Olivia was already typing. She muttered under her breath. “He was finishing Salò. He had a meeting with his publisher the morning before he died. Then, that night—”

She stopped.

Jessica frowned. “What?”

Olivia looked up. “He had dinner with a man named Furio Colombo.”

Jessica straightened.

That name was familiar. Colombo was a journalist, one of the last people to interview Pasolini. Jessica had read that interview years ago, buried in an old article. The headline had stayed with her.

We are all in danger.”

Jessica smirked faintly. “That’s subtle.”

Olivia tapped her screen. “Colombo never named names. But Pasolini told him that night, ‘I know who they are. I have proof.’”

Jessica leaned in. “And then he died.”

Olivia nodded. “And the proof? Gone.”

Jessica exhaled. It was never a robbery. Pasolini had been murdered to silence him. And he had known it was coming. Jessica stared at the transcript.

“If I die, you know where to look.”

She exhaled. Where would Pasolini have left something?

Then it hit her. “His house.”

Olivia looked up.

Jessica nodded. “We need to go to Casa Pasolini.”

* * *

The drive was quiet, the roads slick from the rain. Jessica watched the city shift around them, old streets giving way to newer buildings, the scars of Rome’s past woven into its present.

They pulled up in front of a modest villa with white stone, iron gate, and the past clinging to its walls. Jessica stepped out of the car, the night air cool against her skin. The house had been preserved, turned into a foundation for his work. But Jessica wasn’t interested in what was on display. She was looking for what had been left behind.

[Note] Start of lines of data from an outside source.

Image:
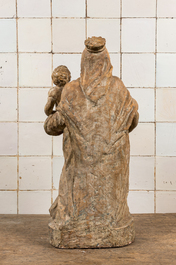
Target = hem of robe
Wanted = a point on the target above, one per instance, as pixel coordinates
(84, 234)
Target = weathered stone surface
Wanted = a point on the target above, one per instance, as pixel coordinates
(95, 115)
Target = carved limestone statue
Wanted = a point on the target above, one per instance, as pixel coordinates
(95, 115)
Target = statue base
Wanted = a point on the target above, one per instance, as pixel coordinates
(90, 235)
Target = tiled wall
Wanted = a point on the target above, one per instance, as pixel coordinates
(37, 36)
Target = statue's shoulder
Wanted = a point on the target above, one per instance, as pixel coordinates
(70, 88)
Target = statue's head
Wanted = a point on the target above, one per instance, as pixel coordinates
(61, 75)
(95, 44)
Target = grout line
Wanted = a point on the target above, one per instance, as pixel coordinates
(120, 39)
(111, 52)
(41, 122)
(52, 85)
(17, 108)
(85, 19)
(88, 17)
(36, 190)
(155, 111)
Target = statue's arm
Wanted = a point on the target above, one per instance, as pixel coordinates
(134, 122)
(54, 96)
(55, 124)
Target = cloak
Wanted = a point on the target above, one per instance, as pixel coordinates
(95, 114)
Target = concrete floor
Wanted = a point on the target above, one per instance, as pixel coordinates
(24, 240)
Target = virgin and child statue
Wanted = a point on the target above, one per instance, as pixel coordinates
(95, 114)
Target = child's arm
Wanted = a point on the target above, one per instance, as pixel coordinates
(54, 96)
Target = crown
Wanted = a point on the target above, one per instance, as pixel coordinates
(95, 44)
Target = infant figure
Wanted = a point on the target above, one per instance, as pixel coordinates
(60, 76)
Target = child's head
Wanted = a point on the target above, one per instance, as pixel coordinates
(61, 75)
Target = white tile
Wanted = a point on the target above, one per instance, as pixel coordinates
(108, 29)
(138, 35)
(34, 173)
(35, 70)
(8, 136)
(31, 104)
(166, 8)
(8, 172)
(165, 139)
(141, 201)
(165, 104)
(8, 70)
(33, 140)
(166, 37)
(103, 8)
(7, 8)
(8, 35)
(58, 163)
(34, 202)
(165, 202)
(142, 139)
(138, 70)
(141, 173)
(72, 61)
(8, 104)
(68, 35)
(33, 8)
(68, 8)
(165, 70)
(138, 8)
(165, 173)
(115, 61)
(8, 202)
(57, 145)
(34, 35)
(145, 99)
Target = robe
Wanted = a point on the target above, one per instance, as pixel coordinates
(95, 118)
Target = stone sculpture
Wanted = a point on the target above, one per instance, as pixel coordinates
(95, 115)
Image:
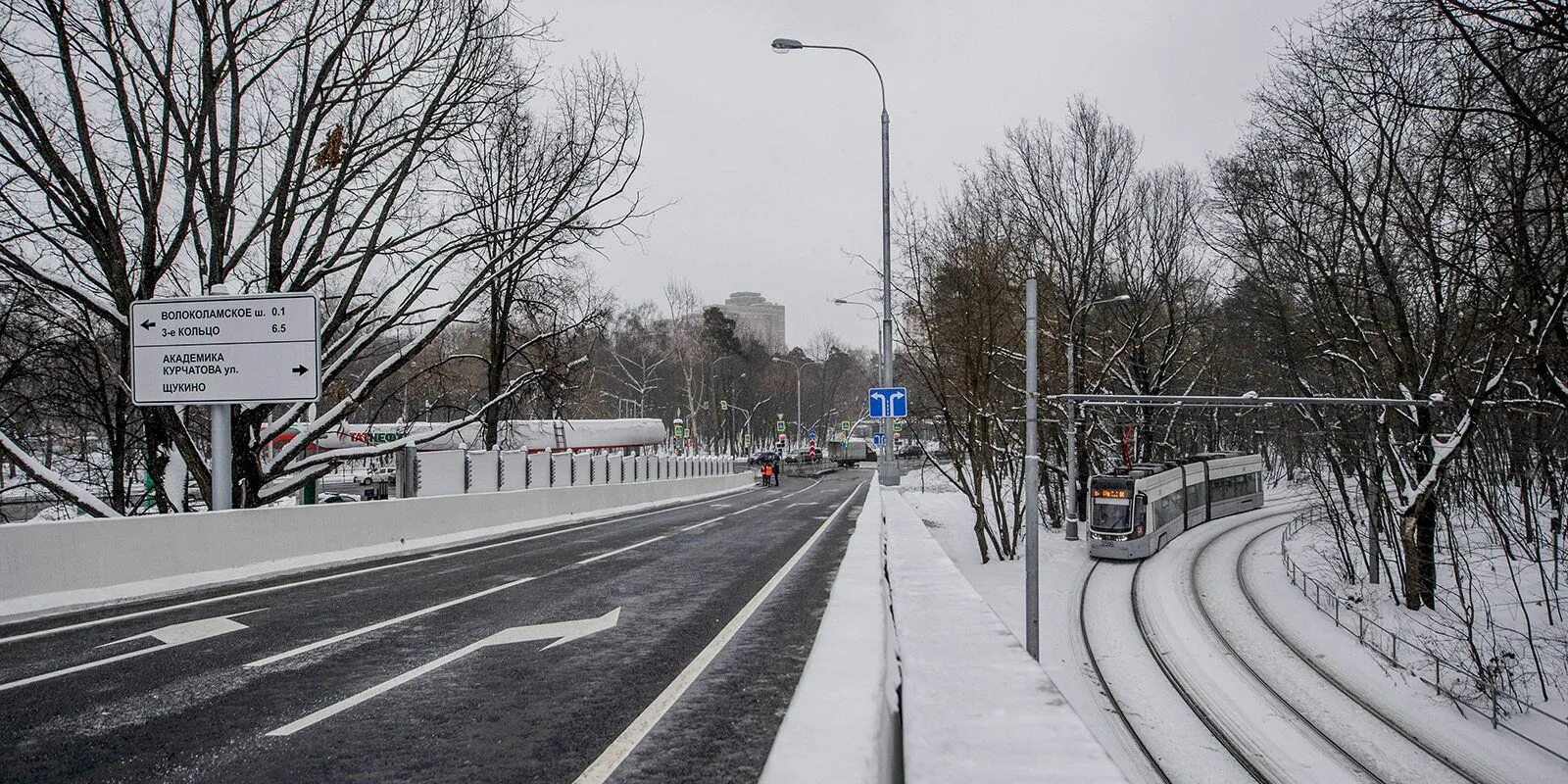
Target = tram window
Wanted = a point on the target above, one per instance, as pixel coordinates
(1112, 517)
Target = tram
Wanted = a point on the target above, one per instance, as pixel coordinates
(1141, 509)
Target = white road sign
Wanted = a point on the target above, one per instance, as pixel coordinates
(253, 349)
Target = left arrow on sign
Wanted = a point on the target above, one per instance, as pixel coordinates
(172, 635)
(562, 632)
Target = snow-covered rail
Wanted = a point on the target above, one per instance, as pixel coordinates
(1463, 764)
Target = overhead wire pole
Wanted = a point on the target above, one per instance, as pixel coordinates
(886, 467)
(1032, 465)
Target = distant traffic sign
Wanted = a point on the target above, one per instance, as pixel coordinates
(250, 349)
(888, 402)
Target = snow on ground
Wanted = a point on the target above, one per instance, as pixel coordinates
(1396, 690)
(1063, 569)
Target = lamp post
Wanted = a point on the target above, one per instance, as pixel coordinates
(1073, 494)
(799, 368)
(885, 466)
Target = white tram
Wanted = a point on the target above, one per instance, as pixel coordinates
(1141, 509)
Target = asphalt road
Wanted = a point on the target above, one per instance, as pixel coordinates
(651, 648)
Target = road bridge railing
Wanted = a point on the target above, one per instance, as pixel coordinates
(914, 678)
(47, 568)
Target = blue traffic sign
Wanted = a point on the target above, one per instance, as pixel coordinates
(888, 402)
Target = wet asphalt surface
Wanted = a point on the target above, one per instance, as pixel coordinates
(184, 706)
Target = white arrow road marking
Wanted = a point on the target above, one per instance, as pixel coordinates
(562, 632)
(172, 635)
(621, 747)
(383, 624)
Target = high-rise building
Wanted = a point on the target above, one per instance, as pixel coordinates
(758, 318)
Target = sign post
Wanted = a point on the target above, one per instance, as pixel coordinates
(220, 350)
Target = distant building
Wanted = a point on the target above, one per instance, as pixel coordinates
(758, 318)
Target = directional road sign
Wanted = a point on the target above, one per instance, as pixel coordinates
(888, 402)
(251, 349)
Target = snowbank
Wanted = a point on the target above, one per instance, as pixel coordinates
(54, 566)
(843, 721)
(913, 670)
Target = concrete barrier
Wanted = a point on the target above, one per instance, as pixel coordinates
(55, 566)
(514, 470)
(843, 723)
(913, 678)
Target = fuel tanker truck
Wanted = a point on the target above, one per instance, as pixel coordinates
(533, 435)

They moved to the front entrance. Locked. Jessica glanced at Olivia. “I assume you didn’t book a tour.”

Olivia smirked. “I figured you’d have other plans.”

Jessica pulled out her lockpicks. It took less than thirty seconds. She pushed the door open, stepping inside.

The house was silent. Jessica moved carefully, Olivia behind her. The air smelled of old books and dust.

Pasolini’s study was on the second floor. Jessica pushed open the door. A large wooden desk. Shelves lined with books, manuscripts, old photographs. A single chair, tucked neatly beneath the desk. It was all too perfect.

Jessica surveyed the room. Everything was too orderly, too curated. Museums made ghosts polite, but something here was still breathing. Waiting. She walked to the bookshelves, running her fingers along the spines. Olivia moved to the desk, opening drawers carefully.

Jessica scanned the titles. Most were literature, philosophy, or history. Then, her fingers stopped. A book had been moved recently, its spine sticking out further than the rest. Jessica pulled it free. Dante’s Inferno.

She flipped through the pages and found a single piece of folded paper, tucked between the cantos. Jessica carefully unfolded it. It was a handwritten note. Pasolini’s last message.

Jessica scanned the words, her pulse picking up.

“It isn’t a theory. It isn’t a metaphor. The cycle repeats, over and over. The faces change, but the hands remain the same.”

Jessica exhaled sharply. She turned the paper over. A single address was written there. Jessica stared at the address, a shiver moving beneath her skin. It wasn’t just the address that made her skin crawl, but the words written beneath it, There was one final line.

“They do not sleep. They do not stop. They will not let it end.”

This wasn’t just a location. It was a decision point. A door, and once it opened, nothing would go back to the way it was.

Jessica’s grip on the page tightened. She looked at Olivia, “I think we just found where we’re going next.”